VHE Heat Transfer Buffer (HTB7)
Heat Exchanger Examples
HTB7 is an heat transfer buffer, that collects and stores heat until an optimum amount is reached and then that heat is transferred to another place.
App. Diagram 7
Main Parts:
EXH (input) Exhaust Heat
PH (input) Propellant Heat
HEXT (output) Heat Extraction
EXPS Expansion Space
SS Solar Salt in oil
SEN Temperature Sensor
Each of the cells is immersed in the same oil container, so that good heat exchange between all internal parts is achieved.
You may have a simpler solution that is less material intensive.

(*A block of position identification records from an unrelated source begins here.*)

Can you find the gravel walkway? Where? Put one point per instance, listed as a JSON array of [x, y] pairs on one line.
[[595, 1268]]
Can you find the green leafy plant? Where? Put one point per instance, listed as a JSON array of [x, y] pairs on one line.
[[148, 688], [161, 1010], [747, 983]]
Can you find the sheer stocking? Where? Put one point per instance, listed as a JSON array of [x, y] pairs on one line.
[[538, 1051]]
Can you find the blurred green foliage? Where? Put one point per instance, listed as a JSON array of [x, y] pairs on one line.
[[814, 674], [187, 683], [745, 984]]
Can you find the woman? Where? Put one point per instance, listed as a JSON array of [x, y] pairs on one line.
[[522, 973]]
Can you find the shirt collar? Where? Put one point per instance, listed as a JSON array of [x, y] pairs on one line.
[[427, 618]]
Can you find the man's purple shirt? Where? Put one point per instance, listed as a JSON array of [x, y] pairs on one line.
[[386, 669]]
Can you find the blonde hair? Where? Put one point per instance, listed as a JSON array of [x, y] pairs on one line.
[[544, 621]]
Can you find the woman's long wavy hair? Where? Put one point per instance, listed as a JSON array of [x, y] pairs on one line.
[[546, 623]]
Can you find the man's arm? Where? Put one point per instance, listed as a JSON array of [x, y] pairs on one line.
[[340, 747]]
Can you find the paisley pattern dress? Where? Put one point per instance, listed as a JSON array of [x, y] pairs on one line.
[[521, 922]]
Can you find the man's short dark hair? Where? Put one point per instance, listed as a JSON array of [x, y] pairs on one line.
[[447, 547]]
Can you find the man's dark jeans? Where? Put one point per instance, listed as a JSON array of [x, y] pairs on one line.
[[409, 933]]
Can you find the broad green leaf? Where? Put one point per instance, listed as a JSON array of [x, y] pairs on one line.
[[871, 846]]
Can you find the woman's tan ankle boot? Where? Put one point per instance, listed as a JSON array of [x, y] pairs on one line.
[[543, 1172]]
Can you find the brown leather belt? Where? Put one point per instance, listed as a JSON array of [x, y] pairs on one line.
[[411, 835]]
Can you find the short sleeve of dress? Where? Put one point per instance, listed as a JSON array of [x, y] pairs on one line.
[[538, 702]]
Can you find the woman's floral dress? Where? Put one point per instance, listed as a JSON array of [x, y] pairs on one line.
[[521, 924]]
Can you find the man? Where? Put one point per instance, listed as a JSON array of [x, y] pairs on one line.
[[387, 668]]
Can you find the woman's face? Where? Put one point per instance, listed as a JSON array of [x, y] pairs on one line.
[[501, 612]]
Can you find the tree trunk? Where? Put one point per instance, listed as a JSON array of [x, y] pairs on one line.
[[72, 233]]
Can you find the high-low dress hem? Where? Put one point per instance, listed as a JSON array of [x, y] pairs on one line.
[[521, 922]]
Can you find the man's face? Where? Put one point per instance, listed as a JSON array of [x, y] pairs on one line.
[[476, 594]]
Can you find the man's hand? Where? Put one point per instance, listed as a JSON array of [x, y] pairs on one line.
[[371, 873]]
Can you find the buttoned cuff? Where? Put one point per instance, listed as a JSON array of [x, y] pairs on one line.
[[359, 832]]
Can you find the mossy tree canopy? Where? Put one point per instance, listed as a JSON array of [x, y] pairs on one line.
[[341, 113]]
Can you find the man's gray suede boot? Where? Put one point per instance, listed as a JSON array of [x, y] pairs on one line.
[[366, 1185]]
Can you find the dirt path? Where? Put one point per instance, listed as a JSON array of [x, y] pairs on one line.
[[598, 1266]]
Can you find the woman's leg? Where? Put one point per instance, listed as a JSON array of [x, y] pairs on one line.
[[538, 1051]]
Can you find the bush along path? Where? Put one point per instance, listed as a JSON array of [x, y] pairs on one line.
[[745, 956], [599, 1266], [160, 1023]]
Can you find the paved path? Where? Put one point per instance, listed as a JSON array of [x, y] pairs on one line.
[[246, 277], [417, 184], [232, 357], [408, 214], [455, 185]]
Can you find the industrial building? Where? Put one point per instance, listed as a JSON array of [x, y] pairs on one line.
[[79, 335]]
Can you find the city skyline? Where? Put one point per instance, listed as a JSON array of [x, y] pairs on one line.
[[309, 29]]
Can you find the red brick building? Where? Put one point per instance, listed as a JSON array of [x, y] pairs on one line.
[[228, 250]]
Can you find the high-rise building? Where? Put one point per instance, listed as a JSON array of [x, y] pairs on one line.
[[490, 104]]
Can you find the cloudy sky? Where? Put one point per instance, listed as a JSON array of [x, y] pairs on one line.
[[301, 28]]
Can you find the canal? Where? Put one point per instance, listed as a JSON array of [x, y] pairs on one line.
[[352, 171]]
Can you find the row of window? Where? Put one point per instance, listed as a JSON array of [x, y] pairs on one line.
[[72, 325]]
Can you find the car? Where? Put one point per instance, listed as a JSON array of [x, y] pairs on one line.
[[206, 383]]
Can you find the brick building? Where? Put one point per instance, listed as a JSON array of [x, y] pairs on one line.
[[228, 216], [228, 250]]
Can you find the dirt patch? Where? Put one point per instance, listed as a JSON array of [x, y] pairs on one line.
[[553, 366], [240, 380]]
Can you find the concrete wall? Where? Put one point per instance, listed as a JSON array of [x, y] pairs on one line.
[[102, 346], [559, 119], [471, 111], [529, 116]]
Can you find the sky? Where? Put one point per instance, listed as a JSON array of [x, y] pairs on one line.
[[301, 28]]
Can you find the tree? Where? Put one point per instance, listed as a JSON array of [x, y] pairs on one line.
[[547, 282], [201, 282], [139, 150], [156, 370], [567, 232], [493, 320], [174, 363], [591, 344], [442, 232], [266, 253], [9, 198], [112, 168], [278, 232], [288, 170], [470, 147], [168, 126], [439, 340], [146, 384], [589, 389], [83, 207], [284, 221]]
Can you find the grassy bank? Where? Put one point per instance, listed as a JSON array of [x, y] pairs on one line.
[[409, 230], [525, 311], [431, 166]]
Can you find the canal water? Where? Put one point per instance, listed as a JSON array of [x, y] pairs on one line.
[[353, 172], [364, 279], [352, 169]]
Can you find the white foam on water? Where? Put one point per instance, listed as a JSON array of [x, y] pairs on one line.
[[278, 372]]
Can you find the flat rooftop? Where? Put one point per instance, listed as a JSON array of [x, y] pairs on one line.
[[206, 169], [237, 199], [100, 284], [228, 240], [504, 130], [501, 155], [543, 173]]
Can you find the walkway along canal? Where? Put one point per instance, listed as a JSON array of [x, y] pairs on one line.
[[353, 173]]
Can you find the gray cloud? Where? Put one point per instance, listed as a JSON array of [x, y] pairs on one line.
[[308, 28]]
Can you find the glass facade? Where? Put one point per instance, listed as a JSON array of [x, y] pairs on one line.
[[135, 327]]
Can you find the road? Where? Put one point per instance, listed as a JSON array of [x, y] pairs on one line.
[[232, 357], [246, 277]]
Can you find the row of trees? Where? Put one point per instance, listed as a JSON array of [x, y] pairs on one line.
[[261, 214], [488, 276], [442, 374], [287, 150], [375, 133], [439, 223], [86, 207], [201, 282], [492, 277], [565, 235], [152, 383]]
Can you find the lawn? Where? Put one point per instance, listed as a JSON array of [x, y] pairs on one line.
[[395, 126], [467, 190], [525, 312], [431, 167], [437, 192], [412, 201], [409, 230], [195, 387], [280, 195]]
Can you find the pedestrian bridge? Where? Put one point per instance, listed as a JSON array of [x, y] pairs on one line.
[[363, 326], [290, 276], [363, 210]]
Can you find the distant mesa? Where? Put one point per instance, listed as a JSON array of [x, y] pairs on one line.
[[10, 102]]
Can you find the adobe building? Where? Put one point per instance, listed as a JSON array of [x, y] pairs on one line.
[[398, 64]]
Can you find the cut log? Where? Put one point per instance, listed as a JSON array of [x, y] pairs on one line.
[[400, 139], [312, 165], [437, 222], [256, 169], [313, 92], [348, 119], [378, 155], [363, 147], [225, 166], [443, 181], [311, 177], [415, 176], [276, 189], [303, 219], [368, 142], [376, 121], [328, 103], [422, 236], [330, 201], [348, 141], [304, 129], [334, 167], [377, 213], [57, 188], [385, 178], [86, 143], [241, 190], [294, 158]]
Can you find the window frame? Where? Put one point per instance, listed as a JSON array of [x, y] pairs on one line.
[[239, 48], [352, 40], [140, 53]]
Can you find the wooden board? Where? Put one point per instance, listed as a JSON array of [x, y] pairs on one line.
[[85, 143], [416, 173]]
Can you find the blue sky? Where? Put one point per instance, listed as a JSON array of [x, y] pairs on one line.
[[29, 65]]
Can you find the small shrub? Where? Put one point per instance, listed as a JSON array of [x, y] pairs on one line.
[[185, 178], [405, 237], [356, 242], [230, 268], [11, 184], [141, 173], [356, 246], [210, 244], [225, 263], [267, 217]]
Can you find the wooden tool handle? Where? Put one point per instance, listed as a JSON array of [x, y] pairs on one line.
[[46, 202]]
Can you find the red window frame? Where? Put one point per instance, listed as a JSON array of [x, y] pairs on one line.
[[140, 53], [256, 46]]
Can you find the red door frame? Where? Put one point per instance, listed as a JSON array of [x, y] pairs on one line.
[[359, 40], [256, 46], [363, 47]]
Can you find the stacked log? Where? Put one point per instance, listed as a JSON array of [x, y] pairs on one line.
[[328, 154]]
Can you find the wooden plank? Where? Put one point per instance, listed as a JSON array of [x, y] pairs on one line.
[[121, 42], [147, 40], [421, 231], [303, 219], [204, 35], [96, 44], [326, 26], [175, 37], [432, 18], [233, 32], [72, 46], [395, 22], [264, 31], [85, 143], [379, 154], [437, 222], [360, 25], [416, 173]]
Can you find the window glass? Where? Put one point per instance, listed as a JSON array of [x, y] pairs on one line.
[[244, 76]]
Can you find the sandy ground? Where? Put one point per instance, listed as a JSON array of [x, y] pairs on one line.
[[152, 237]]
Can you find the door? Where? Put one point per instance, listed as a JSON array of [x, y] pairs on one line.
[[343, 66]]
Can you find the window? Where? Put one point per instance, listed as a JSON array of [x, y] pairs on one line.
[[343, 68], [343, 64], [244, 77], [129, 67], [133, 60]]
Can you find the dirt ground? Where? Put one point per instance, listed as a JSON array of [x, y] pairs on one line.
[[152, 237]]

Because of it's high specific heat, using a container that only contains Glycerol is also a solution to be considered, which would simplify the design dramatically.
HTB7 Description:
In App. Diagram 10, the Burner has a fossil fuel inlet that is the primary energy supply to the system.
Vapor (steam or alcohol) is used as the propellant to drive the Turbine.
Alcohol vapor means 20% higher vapor pressure or 20% more vapor through put rate is used.
Water vapor is the one that every one likes to use, because it is the most documented.
Water vapor requires an high temperature, which means that a lot of extra heat is generated that may not be usable, if there is no secondary stage for it.
For this description, the minimum water vapor temperature is defined here to be 217°C.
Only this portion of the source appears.